Post-war Men, like the Bowerbird, constructed homes designed to keep their wives and raise their children while they were away working in the inner city. What they were working on would eventually make this "nuclear family" fractured. With industrialization came mass production, and soon mother and wife were separated from the home, as she had graduated from society and was now deemed capable of work outside the home. 

     Appliances, canned food, frozen dinners, baby formula, anything in exchange for time. Children raised by others as Mother brought home a second income. Not only did this increase the cost of living as families now had combined revenues, but it also separated women from the natural bonding that a child needs in the early years of life, priming them for a life of consumption to achieve illusionary emotional fulfillment and happiness. 

     Consumption became a lifestyle. Appliances were sold as futuristic and revolutionary, and products were consumed as identity markers. Product mythologies entered every home through advertising: TV, radio, print, and even the waste from the product itself as it enters its last stage of life as trash. Consumer ideology saturates the global media and is devouring our civilization like the plague. In a consumer society, enough is never enough. There is a longing for more and better: a need that is never satiated. 
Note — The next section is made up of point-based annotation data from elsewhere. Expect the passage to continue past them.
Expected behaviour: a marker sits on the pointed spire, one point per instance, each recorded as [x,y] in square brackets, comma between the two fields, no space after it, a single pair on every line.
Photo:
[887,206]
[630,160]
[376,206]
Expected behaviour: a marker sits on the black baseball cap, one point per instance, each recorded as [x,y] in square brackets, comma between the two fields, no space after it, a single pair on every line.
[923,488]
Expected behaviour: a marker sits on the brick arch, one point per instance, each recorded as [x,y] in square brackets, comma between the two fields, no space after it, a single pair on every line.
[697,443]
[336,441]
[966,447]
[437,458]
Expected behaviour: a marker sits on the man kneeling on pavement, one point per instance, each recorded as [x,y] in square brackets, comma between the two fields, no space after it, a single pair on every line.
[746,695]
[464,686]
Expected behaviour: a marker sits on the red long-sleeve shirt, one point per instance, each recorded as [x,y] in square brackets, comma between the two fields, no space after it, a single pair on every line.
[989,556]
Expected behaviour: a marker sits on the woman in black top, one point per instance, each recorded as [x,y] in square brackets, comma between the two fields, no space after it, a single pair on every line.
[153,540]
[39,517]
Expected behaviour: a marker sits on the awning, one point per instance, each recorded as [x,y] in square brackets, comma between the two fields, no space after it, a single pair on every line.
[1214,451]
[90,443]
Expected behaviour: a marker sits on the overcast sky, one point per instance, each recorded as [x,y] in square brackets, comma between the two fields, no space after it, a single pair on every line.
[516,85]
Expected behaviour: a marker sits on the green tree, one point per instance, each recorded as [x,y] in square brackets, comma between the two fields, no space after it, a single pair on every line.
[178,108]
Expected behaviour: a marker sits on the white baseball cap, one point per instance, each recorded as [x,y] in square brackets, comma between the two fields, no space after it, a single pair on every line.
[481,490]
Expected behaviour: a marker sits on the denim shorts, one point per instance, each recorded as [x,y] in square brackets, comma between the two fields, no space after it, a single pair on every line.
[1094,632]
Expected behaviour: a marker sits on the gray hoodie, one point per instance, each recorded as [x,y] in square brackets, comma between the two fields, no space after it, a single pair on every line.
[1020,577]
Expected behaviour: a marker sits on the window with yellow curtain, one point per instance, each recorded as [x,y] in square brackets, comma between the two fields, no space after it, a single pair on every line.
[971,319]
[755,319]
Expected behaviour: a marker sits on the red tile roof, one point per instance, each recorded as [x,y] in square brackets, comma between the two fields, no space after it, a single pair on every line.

     Micro[Pollen]tin: Like bees in a corporate hive. Better than Suburbia, a corporate town and its own metropolitan: 

The idea of suburban neighborhoods spawned a phenomenon of ideal living propaganda. The idea is a ploy for corporations to house and feed their workers. In the old mining towns of the past, miners would work for room, board, and coupons that were only exchangeable for goods at company stores, which usually charged higher prices than regular retailers. It is slightly less evident in more modern living situations, as seen in "Micropolitans," such as Plano, Texas. This little place was nearly a ghost town before ten major American corporations decided to buy it all up and put their corporate headquarters in its center. Outside its center, they have contracted developers to build popular franchised restaurants, a plethora of themed shopping, a cinema, and two different lifestyle living situations. One is the popular suburban dream of a house, a yard, and a garage; the other is a more city-style apartment living just outside the shopping and eating place. Little do most employees of the corporations know that after they get their salary from Frito-Lay and spend it at the Plano cinema or Plano grocery store, they are just returning the money to Frito-Lay or Bank of America. (These names are used, for example, but they are a part of this micropolitan of Plano, Texas.) It is like a herding technique that involves deep-rooted psychology of the fragile emotions of the human mind and the disgusting greed of money and ego. 

     It is ironic that the ideas behind Suburbia, the concepts of protecting, nurturing, and connecting with a community, have been negated. Instead, Suburbia has become the very utility that has separated community and facilitated an isolated, competitive consumer lifestyle. Suburbia is now mass-produced across the globe to house workers and impose a franchised lifestyle of work, consumption, and sleep. 

     These photographs seek to capture the reminiscence of these homes and ideas. Perhaps these neighborhoods will be replaced with duplexes, tower blocks, and paved parking lots. They are a part of our cultural archaeology, provide great insight into our current civilization, and could offer us a perspective from which to look into our future.